The sides differed on several key issues, such as the length of time the NHL players would have to devote to the Olympics and the dispersal of money generated by NHL players' participation. But concessions were made by both sides Sunday, and the give-and-take continued through Tuesday's meeting.

The IIHF will now review the suggestions and work with the Salt Lake City Olympic Committee and the International Olympic Committee to finalize details.

"It was a very good, productive discussion," said an NHL source. "There are still some issues to be resolved, but expect the IIHF to make an announcement before the end of the year. I think it would be fair to say something near an agreement in principle [to participate] was reached, but there are still a few issues that have to be worked out."
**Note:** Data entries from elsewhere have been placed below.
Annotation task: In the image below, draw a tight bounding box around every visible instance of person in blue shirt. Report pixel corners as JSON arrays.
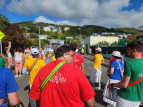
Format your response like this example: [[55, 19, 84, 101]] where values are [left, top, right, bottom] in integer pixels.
[[103, 51, 124, 107], [0, 67, 21, 107]]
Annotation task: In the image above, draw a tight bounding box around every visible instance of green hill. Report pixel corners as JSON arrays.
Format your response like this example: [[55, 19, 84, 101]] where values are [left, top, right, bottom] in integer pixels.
[[17, 21, 143, 37]]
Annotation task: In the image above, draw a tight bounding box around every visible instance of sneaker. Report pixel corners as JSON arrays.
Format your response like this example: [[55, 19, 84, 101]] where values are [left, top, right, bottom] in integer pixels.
[[92, 87, 96, 90], [19, 75, 22, 77], [14, 75, 18, 77], [98, 87, 101, 90]]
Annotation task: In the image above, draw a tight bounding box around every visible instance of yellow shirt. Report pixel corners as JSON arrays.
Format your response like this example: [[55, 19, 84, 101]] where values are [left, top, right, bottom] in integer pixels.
[[48, 54, 56, 61], [93, 54, 104, 69], [24, 54, 31, 62], [23, 58, 45, 85]]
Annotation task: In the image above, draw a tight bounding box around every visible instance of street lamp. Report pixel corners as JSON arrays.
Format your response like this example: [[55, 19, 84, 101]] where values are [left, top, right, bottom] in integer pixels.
[[39, 26, 41, 47]]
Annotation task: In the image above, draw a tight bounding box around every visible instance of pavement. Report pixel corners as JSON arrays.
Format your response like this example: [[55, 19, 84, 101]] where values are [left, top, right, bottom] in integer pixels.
[[2, 55, 143, 107]]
Representatives of the NHL and NHLPA declined to comment on the meeting.

Once the IIHF discusses the matter with the respective committees and brings back a proposal to the NHL, the league's board of governors would have to vote on the issue before participation would be official. The league still could recommend rejection of a package not to their liking.

Originally, the NHLPA presented the NHL with a list of demands that would have to be met before its players would agree to participate in the Olympics. The NHLPA backed off several of those demands early this week. The NHLPA agreed to have players participate in the 1998 Winter Olympics only after the league agreed to extend the current collective bargaining agreement, which expires in 2004.

NHL sources said TV exposure is not an issue ("We're very comfortable with any TV agreement," said one source) and the IIHF is earnestly seeking NHL participation.

By all accounts, the Nagano Olympics did not generate as much attention as hoped for the sport. The games were played well after midnight and U.S. television exposure in prime time was minimal. Neither the United States nor Canada won a medal in the tournament, which also did not help ratings. With the 2002 Games in Salt Lake City and hockey games likely to be played in prime time, it is believed that attention to the sport will increase.

There were concerns on all sides about how continued Olympic participation might affect future World Cup tournaments--traditionally held every four years in September or October--but those do not appear to be major hurdles at this point.